Author-date system of referencing
The name of the author-date referencing system points to one of its distinguishing features. The name Harvard system suggests that Harvard University uses it; in fact it does not. (See Harvard referencing for more.)
- The author-date system is designed to interrupt a writer's words as little as possible, and aims to limit the information to two words in the first instance: the name of the author, and the date of publication of the source being cited. This is the tag in the text. A reader can use it to find the full bibliographical details in the List of References. For more detail on how to put a reference in the text of your writing, see Author-date in your text.
- The two word tag (the author's surname and the date of publication) points to a List of References at the end of the paper or book being written. The Reference List gives all the bibliographical information needed for the reader to track down the source being used, whether to check it or to find further information. For more detail, see Author-date list of references.
To put that in another way:
- For your academic work, your reader needs to know where any checkable source can be checked.

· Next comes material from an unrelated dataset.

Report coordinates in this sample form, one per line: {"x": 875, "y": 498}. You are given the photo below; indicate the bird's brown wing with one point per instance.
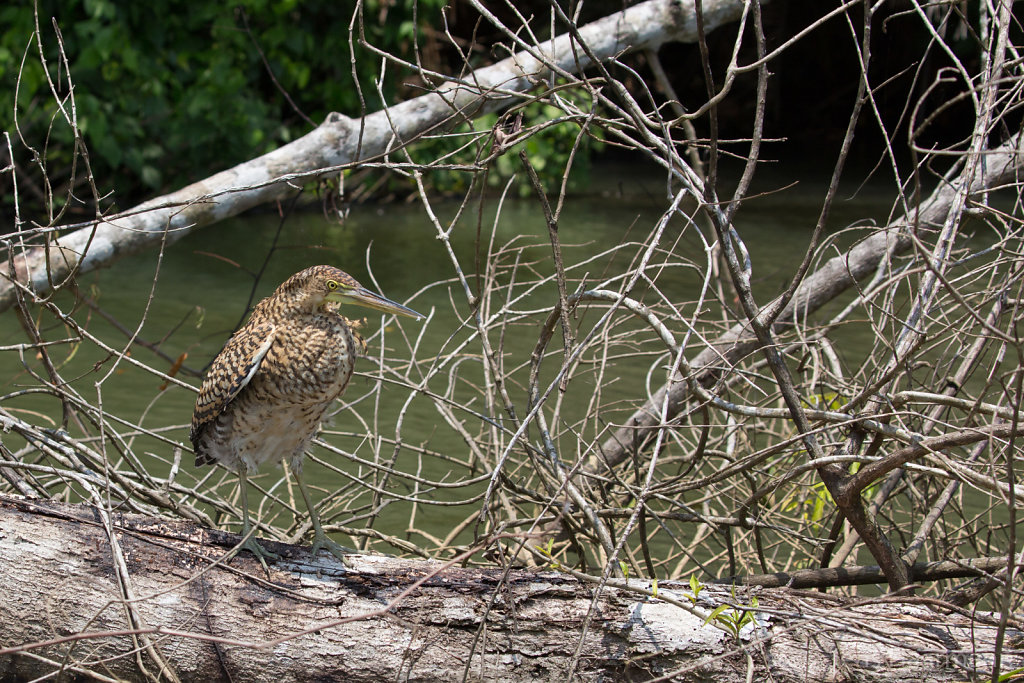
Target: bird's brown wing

In the author-date system, you simply use the [surname of the] author and the date [of publication] as the tag in the text for any source that you want to refer to for any idea or fact. When you use a quotation, or the sort of detailed fact like a statistic that comes from one Table, you use the [surname of the] author, the date [of publication] and the number of the page [on which the quotation or statistic etc can be found] as the tag. Readers who want to check the reference then go to your List of References for the full bibliographical details.
(The reason for preferring the name author-date system is that Harvard University (in the United States) does not use this system.)